What many hospital leaders will find confusing and challenging will be the overlaps in the data demands involved in these various programs, as well as their overall breadth of scope. Such diverse areas as mortality statistics, infections, patient falls, the administration of certain types of drugs, the provision of patient discharge summaries, and patient experience measures. Not surprisingly also, each of these programs involves its own particular complexities, including around the fact that some of the data regimes are based on calendar years and others on fiscal years.

Principal researcher Jane Metzger spoke recently with HCI Editor-in-Chief Mark Hagland regarding the white paper’s findings and the challenges facing healthcare IT leaders in all these areas. Below are excerpts from that interview.

What are the broadest themes in the white paper that you and your team have written?

The paper is really about “accountable care,” in lower-case letters, versus the formal ACO concept under the shared savings program. The thing is that, ever since the passage of the ACA [Accountable Care Act], most of what you read about healthcare reform has been about the ACO program; and that’s pretty understandable, because it requires new organizational structures or partnerships, and really doing things in a different way, and additional IT infrastructures, and it’s really a big deal. But we really think that’s distracted people from a lot of other elements in the Accountable Care Act; because there are three other programs in the ACA. So that was one observation. And the other thing we noted was that when people were writing about healthcare reform, they kept using the future tense. And we noticed that some of the dates didn’t seem all that far in the future.

For example, probably the most significant element is data collection for chart-abstracted measures for the first year of value-based purchasing, one of those three programs, which started on July 1, 2011. So we decided that some of these elements weren’t well-understood. And the ACA is over 1,000 pages and is very complex.

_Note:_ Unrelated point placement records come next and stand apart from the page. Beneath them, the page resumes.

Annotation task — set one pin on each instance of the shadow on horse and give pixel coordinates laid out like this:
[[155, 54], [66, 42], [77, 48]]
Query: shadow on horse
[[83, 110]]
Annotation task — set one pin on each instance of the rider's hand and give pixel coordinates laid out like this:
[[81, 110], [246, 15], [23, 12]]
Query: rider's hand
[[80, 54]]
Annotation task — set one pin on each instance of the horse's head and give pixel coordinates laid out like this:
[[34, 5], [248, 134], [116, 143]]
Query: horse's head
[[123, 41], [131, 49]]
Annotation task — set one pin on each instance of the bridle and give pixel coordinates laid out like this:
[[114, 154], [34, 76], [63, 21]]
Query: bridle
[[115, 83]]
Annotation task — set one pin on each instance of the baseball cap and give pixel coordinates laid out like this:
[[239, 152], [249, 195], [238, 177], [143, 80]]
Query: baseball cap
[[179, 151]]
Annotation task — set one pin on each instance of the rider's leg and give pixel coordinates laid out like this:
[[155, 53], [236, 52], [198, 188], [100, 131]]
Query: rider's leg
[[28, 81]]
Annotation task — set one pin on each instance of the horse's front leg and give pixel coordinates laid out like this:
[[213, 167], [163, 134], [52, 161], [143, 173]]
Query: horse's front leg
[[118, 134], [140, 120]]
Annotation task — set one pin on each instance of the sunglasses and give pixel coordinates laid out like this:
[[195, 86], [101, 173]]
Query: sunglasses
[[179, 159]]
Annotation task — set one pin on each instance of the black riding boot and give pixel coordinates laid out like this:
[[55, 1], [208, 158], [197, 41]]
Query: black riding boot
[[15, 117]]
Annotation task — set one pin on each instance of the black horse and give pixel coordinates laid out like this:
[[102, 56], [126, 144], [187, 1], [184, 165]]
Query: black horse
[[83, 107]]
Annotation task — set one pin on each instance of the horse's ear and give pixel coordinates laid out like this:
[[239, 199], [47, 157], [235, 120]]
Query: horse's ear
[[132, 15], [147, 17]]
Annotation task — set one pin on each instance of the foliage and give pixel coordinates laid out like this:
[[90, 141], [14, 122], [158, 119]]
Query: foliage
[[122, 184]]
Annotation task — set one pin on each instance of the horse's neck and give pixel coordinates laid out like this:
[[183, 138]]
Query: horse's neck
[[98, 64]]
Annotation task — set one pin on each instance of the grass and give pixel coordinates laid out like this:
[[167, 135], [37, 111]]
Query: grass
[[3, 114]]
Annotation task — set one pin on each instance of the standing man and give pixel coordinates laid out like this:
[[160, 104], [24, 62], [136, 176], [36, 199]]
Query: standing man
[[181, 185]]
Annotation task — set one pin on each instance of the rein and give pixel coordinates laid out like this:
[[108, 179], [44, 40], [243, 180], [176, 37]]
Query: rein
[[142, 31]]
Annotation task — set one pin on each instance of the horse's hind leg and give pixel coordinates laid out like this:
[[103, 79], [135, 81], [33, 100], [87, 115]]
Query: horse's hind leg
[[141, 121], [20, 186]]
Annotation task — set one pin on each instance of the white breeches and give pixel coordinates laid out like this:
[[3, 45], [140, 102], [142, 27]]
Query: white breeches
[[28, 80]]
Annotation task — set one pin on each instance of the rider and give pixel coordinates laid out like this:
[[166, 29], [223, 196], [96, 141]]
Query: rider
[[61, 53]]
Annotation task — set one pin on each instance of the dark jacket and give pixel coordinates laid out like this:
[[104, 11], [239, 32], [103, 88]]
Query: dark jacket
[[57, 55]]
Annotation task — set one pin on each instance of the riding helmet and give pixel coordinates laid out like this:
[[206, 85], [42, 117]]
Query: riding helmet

These programs under the ACA are on separate timetables, and have different elements to them; and it’s a very complex subject, and a very moving target. So we said we think these three programs—value-based purchasing, the readmissions reduction program, and the hospital-acquired infections penalty program—need to be looked at. So we put together the performance measures for all three programs, and we decided also to sort them by timeframe, by looking at the first year in which measurement for a measure will actually influence reimbursement. That cuts through all these many different applicable dates.

And when we did that, it turned out, as we suspected, that the future is now; and regardless of what happens with the ACO rule and whether hospitals participate in the shared-savings program or not, there is this pretty significant accountability agenda hitting the industry. And none of these other programs are voluntary.


Jane Metzger

The overlap of the different measures appears significant. They don’t conflict, broadly, do they?

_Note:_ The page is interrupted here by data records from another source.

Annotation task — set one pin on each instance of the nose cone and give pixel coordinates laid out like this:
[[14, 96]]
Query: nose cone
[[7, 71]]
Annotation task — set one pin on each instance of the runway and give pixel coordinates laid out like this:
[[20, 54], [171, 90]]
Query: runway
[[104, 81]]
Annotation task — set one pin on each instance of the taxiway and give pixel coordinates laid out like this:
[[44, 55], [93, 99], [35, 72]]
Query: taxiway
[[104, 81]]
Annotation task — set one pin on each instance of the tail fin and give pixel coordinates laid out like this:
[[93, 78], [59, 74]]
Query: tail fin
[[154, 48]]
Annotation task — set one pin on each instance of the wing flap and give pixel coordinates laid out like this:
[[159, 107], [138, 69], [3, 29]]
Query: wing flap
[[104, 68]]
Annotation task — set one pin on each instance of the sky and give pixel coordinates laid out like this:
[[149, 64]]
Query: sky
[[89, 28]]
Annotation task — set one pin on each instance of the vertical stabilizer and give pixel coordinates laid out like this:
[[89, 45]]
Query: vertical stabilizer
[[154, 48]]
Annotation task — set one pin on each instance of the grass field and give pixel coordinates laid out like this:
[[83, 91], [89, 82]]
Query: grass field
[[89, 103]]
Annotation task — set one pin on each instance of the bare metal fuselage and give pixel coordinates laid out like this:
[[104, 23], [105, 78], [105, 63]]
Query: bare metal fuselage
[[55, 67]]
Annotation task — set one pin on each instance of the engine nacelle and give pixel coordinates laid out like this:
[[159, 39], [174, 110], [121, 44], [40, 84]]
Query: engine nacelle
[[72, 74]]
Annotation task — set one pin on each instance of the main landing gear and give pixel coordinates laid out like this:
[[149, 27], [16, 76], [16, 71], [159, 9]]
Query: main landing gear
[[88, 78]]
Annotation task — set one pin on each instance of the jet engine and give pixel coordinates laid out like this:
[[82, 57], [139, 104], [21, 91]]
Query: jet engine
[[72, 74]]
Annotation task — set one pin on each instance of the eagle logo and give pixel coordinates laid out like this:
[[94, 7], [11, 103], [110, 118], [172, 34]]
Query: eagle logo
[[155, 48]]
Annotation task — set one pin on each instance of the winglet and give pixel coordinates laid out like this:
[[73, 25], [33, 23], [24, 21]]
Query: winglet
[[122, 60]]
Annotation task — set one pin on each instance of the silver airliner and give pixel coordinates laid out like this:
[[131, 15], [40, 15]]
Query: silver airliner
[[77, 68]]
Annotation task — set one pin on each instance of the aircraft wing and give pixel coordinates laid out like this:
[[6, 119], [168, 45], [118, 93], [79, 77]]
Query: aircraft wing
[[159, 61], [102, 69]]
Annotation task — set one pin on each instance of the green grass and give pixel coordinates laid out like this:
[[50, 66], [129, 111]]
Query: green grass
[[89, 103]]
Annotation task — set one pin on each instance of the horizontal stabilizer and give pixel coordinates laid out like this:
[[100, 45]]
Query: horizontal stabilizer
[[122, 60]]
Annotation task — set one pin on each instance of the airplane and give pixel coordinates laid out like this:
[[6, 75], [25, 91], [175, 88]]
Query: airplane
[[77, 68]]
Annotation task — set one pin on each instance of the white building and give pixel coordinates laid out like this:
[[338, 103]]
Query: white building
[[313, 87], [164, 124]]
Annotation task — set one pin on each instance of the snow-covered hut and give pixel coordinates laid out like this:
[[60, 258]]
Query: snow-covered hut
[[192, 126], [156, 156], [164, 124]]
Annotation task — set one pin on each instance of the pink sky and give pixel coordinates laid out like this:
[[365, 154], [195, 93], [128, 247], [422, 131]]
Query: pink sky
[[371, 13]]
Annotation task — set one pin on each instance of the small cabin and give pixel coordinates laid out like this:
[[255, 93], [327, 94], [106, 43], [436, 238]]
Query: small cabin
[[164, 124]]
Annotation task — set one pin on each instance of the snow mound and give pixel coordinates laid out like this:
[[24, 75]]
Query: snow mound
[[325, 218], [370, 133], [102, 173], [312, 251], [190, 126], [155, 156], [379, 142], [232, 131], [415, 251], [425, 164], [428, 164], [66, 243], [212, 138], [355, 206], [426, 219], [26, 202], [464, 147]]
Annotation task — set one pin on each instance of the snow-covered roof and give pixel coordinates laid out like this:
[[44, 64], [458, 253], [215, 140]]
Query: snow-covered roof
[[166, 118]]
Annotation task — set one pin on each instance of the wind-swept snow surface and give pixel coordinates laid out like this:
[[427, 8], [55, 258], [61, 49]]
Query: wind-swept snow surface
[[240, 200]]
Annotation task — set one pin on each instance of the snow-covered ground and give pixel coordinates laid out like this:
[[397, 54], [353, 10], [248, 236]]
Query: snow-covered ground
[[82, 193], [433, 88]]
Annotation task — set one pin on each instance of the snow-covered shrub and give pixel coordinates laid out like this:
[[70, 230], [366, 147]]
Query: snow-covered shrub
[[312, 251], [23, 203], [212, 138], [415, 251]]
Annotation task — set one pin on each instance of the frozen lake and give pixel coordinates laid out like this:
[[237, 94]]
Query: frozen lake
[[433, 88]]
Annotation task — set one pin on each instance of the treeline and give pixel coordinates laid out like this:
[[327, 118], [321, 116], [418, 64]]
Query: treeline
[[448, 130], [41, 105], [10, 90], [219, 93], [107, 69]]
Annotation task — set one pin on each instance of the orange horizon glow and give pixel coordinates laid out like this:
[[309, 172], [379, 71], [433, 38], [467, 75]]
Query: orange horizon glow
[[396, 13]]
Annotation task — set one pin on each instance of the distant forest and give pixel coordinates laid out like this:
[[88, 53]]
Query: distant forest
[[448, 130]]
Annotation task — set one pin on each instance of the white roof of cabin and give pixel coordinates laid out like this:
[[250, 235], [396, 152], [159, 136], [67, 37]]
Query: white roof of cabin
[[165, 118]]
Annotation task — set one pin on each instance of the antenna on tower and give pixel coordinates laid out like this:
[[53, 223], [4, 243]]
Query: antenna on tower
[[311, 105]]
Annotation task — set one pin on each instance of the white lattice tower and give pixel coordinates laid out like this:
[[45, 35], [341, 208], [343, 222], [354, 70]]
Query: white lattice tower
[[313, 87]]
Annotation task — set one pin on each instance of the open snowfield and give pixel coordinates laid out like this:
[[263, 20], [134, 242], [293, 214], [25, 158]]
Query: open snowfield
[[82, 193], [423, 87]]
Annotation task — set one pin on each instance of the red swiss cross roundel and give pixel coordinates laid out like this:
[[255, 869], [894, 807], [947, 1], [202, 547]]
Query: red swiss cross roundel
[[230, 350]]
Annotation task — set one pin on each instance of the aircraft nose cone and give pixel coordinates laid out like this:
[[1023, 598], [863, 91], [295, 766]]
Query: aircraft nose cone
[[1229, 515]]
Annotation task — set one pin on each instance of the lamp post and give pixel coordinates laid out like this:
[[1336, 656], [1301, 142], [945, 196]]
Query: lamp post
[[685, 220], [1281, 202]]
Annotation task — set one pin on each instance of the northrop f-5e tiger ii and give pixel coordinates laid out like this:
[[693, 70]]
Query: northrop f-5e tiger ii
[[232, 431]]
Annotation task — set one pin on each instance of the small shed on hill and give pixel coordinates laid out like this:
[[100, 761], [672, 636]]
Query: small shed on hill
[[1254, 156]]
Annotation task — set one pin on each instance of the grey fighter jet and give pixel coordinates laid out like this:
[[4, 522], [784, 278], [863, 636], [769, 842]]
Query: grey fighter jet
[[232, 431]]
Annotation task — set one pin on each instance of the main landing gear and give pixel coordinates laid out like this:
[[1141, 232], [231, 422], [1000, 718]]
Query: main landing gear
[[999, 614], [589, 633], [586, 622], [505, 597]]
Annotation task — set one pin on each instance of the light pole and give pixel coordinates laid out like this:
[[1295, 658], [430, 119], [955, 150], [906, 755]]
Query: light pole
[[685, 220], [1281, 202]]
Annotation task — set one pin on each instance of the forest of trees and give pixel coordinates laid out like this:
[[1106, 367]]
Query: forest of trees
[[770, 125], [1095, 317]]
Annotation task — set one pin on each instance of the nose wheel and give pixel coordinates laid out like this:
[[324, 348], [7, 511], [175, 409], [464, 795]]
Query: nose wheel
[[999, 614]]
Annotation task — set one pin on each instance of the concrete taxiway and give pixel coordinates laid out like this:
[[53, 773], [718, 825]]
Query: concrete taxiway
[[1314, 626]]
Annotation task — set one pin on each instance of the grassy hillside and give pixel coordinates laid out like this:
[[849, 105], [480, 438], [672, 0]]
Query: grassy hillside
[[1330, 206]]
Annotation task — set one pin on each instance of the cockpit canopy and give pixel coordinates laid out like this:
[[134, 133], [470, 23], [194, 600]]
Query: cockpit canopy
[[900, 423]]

No, they don’t. and there are sort of four parts to the accountability agenda. One is familiar process measures; and they all come from the IQR (inpatient quality reporting) program [the Hospital Inpatient Quality Reporting program, mandated by the Medicare Prescription Drug, Improvement, and Modernization Act of 2003]. And that’s good news, because people have been measuring those things, and they’re familiar measures, and most organizations have been trying to improve those. There are a bunch of claims-based measures focused on readmissions and hospital-acquired conditions involved in that program, for example.